SALT LAKE CITY — Minnesota’s Karl-Anthony Towns was frustrated. Rudy Gobert seems to have that effect on the people he guards.
With 4:13 left, Towns appeared to have had enough. Had enough of the long arms in his face, enough of Gobert staying down on pump fakes, and enough of things being made difficult by the Jazz center. So Towns just lowered his shoulder and rammed it right into Gobert’s chest.
That was Towns’ final play of the game. He was called for his sixth and eliminating foul. And the image of him leaving the court early was much more indicative of how the battle between him and Gobert went on Thursday then the final stat lines.
Yes, Towns scored 26 points. He hit three 3-pointers. He pulled down 12 rebounds. And he even had four assists. But it was Gobert — even with a line of just 10 points and 13 rebounds — who won the battle down low. And that was seen clearly on the final scoreboard.
Utah defeated Minnesota 120-100 on Thursday night at Vivint Arena to improve to 39-29 on the season. It was Utah’s second straight win after losing three of four.
Donovan Mitchell scored 24 points (8-for-17 shooting) — including a tomahawk dunk in the closing minutes that put the finishing touches on the win — and six assists to lead the Jazz. Jae Crowder added 18 points and Derrick Favors had 17 points and 11 rebounds.
“We won the game,” Gobert said. “To me, that’s all that matters. He’s a very talented player. It’s always a big challenge for me. But I think we did a great job as the team. And we won the game by 20. I think we did pretty good.”
Gobert used “we” because he has never been to get caught up in individual matchups. It doesn’t matter who it is — Joel Embiid, Giannis Antetokounmpo, Nikola Jokic, Towns or anyone else — Gobert puts the focus on what his team is doing. That’s why Utah coach Quin Snyder thinks he excels against some of the best big men in the league.

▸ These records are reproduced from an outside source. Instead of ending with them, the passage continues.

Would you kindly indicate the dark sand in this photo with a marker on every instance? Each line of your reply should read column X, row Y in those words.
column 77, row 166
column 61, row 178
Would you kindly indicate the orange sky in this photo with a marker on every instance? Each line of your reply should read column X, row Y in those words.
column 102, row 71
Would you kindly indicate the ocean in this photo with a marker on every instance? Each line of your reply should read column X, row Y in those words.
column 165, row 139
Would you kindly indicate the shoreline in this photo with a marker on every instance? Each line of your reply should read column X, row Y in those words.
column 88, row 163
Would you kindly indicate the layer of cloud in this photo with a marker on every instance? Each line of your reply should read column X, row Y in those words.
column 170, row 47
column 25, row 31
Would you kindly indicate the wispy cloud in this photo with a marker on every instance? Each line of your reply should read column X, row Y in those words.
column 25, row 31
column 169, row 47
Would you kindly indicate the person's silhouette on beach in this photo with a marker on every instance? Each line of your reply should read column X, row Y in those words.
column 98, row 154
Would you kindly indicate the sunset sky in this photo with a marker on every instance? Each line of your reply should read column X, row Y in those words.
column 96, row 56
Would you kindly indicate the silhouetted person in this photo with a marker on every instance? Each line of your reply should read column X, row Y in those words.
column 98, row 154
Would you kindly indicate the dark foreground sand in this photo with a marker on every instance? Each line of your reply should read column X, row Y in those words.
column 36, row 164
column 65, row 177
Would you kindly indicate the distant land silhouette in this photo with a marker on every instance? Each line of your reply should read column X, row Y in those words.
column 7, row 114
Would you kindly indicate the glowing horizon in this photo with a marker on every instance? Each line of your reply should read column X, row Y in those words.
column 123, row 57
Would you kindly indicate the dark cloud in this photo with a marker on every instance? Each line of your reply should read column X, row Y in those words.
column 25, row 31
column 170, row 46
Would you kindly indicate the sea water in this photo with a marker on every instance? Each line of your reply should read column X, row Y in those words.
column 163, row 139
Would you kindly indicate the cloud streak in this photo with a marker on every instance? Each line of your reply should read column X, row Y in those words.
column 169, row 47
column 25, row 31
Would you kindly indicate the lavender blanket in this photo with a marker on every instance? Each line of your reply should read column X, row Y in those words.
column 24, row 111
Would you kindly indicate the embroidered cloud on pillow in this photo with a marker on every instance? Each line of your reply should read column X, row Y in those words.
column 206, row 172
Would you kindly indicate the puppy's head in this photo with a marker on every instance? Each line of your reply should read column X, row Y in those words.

“The biggest thing I can say about that matchup is it’s not about Rudy and KAT,” Snyder said. “... When we are not just leaving one guy to guard somebody because you can’t guard him with one guy. Whether that was Jae or Faves (Derrick Favors) or all those guys. As much as we don’t make it about a singular matchup, particularly for Rudy, that's when we are good.”
And the Jazz were good on Thursday. Especially late.
After the Timberwolves got within one point at 71-70, Utah immediately went on an 8-0 run to take back control of the game.
"Once you play some defense, it'll lead to offense and change the whole game," Crowder said. "We were able to get stops, get out and run and open up the whole court while frustrating those guys."
And that was seen in the final quarter when Utah blitzed Minnesota, outscoring the Wolves 29-19 in the final frame.
“We hung for a while, you know, hung tough,” Minnesota interim coach Ryan Saunders said. “We found some things. Then (in the) fourth quarter, we had a tough time scoring.”
A couple of things may have contributed to that. First, the Wolves were stuck in Denver all night due to a winter storm and didn’t arrive in Salt Lake City until Thursday morning, forcing the Minnesota players to change routines. And while that probably played a role in some of it, the more likely explanation was Gobert and the Jazz defense.
“We are playing defense,” Gobert said. “It’s good. At this time of the year, we just want to keep getting better and defending at a high level as we can do. I think the last couple games have been good for us.”